McGann’s big break was as male nanny Charlie Burrows in ITV sitcom The Upper Hand, which ran for seven successful series in the 1990s. Playing his daughter Jo was a young actress called Kellie Bright, now better known as landlady of EastEnders’ iconic pub the Queen Vic…
“I am in touch with Kellie and speak to her very occasionally, we have busy lives so it’s hard to get to see each other. Now we’re both in soaps I’m sure the opportunity will turn up! I haven’t actually seen her in the flesh for something like 10 or 15 years. Nick Pickard actually went to school with her, and we have mutual friends who are on EastEnders so there are still links there.”
McGann is the eldest of the four famous acting siblings, brother to Paul (Doctor Who, Withnail and I), Stephen (Call the Midwife, Emmerdale) and Mark (The Grand, John and Yoko: A Love Story). The quartet starred together in BBC drama The Hanging Gale in 1996 and between them have notched up numerous stage and screen credits since the 1980s.

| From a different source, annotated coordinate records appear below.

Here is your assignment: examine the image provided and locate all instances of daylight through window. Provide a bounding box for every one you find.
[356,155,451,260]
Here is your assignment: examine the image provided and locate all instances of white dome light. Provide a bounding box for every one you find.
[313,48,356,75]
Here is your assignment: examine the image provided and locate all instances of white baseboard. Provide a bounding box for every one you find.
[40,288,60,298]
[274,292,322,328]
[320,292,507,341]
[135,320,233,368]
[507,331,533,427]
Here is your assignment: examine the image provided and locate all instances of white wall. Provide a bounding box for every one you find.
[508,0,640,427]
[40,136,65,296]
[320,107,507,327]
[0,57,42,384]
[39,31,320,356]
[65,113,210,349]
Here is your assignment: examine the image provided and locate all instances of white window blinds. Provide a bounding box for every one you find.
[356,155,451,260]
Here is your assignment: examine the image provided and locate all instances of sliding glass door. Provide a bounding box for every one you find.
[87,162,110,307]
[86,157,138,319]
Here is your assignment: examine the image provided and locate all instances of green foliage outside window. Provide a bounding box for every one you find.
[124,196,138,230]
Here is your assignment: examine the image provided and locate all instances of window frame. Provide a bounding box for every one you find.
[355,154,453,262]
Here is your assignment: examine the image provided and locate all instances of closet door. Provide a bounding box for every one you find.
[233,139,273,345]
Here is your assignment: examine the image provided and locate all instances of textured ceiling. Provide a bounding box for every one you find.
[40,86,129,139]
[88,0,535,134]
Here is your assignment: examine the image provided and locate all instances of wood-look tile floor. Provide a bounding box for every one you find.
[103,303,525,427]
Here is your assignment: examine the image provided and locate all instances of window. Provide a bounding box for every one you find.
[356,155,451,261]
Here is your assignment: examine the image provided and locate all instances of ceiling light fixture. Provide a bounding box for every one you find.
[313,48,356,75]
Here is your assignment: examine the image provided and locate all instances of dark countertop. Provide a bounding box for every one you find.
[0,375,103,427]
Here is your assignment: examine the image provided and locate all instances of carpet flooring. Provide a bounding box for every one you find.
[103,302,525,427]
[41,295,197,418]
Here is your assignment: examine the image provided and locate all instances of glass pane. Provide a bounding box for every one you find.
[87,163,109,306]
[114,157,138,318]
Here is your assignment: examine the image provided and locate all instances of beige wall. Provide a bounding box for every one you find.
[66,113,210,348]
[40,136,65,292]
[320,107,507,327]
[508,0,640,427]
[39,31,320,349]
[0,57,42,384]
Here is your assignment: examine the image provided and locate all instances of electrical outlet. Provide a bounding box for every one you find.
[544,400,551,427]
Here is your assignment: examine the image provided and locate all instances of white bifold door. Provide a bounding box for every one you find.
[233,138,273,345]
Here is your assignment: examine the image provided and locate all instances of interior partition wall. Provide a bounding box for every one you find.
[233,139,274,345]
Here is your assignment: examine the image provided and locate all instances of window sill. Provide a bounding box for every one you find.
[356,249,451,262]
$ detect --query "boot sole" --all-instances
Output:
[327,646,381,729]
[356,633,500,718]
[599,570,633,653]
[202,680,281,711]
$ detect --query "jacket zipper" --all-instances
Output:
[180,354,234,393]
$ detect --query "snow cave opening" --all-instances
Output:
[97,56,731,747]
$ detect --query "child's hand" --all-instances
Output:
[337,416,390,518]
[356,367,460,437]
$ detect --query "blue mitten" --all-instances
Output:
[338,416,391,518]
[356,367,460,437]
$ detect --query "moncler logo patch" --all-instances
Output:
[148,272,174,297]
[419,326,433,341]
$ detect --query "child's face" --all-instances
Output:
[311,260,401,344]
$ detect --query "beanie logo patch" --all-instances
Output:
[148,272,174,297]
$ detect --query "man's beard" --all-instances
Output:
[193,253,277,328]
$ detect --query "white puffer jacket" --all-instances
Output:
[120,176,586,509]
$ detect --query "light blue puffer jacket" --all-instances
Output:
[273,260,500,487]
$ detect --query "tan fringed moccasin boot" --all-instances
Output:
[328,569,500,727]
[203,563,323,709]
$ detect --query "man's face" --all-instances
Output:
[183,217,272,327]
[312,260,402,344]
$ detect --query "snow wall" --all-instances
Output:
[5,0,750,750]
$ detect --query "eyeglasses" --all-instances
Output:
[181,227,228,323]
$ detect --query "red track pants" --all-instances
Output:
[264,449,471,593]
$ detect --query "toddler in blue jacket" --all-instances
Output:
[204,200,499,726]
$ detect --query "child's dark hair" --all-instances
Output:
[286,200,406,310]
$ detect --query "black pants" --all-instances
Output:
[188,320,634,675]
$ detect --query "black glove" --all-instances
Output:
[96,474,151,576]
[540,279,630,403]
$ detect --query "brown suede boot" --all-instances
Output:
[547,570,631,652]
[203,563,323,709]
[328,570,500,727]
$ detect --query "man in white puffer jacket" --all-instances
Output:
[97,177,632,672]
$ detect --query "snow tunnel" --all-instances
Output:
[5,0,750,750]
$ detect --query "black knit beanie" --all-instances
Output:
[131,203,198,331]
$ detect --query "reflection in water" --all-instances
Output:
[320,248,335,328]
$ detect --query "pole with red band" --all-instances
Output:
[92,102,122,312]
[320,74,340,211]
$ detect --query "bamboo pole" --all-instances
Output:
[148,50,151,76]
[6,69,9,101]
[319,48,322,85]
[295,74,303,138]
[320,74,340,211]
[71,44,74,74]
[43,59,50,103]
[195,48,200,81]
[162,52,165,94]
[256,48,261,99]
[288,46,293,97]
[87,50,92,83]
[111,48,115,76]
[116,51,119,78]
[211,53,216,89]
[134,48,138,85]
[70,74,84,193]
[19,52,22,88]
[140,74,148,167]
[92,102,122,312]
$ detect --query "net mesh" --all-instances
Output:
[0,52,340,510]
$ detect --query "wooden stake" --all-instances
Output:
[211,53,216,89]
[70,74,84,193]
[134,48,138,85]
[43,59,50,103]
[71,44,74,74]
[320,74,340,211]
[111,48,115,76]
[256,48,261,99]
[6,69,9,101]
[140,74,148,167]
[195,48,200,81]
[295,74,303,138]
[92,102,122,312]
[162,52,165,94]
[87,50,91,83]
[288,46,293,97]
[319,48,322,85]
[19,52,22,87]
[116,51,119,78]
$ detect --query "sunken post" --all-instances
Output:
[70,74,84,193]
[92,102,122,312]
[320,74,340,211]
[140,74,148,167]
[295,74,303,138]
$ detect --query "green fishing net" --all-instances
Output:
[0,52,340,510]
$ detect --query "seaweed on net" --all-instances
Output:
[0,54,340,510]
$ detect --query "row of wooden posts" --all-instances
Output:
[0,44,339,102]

Refreshingly, there’s no snobbery from McGann about soaps, who is positively effusive about the genre. “They are held in higher regard than they used to be,” he admits. “The attitude towards them has done a complete 180. I’ve never understood that snobbery from a pragmatic point of view, it’s all work. When I started out as a snotty-nosed Scouse kid, I thought I’d better stay good at everything because if I specialise I’ll end up disappointed.
“That’s why I’ve consciously kept up theatre, musicals and everything else in order to keep working. I see it as all part of the same canon. Back in the day people were snobby about adverts, why be disparaging about earning money? That doesn’t seem right to me.
“Playing a complete character without knowing the ultimate denouement is genuinely creative as you have to bring the audience to you, it’s a gift for an actor. You don’t have to dot the i’s and cross the t’s. People are are not as dyed-in-the-wool as we think, so nothing is pre-established. Edward was brought in as a villain but sometimes he’s genuinely nice and generous – that keeps the audience guessing and brings elements of surprise. I’m loving it.”
Of course it helps that McGann bears a striking resemblance to screen son Pickard… “Oh yes,” he laughs, “Nick and I have both recognised that it’s really good casting!”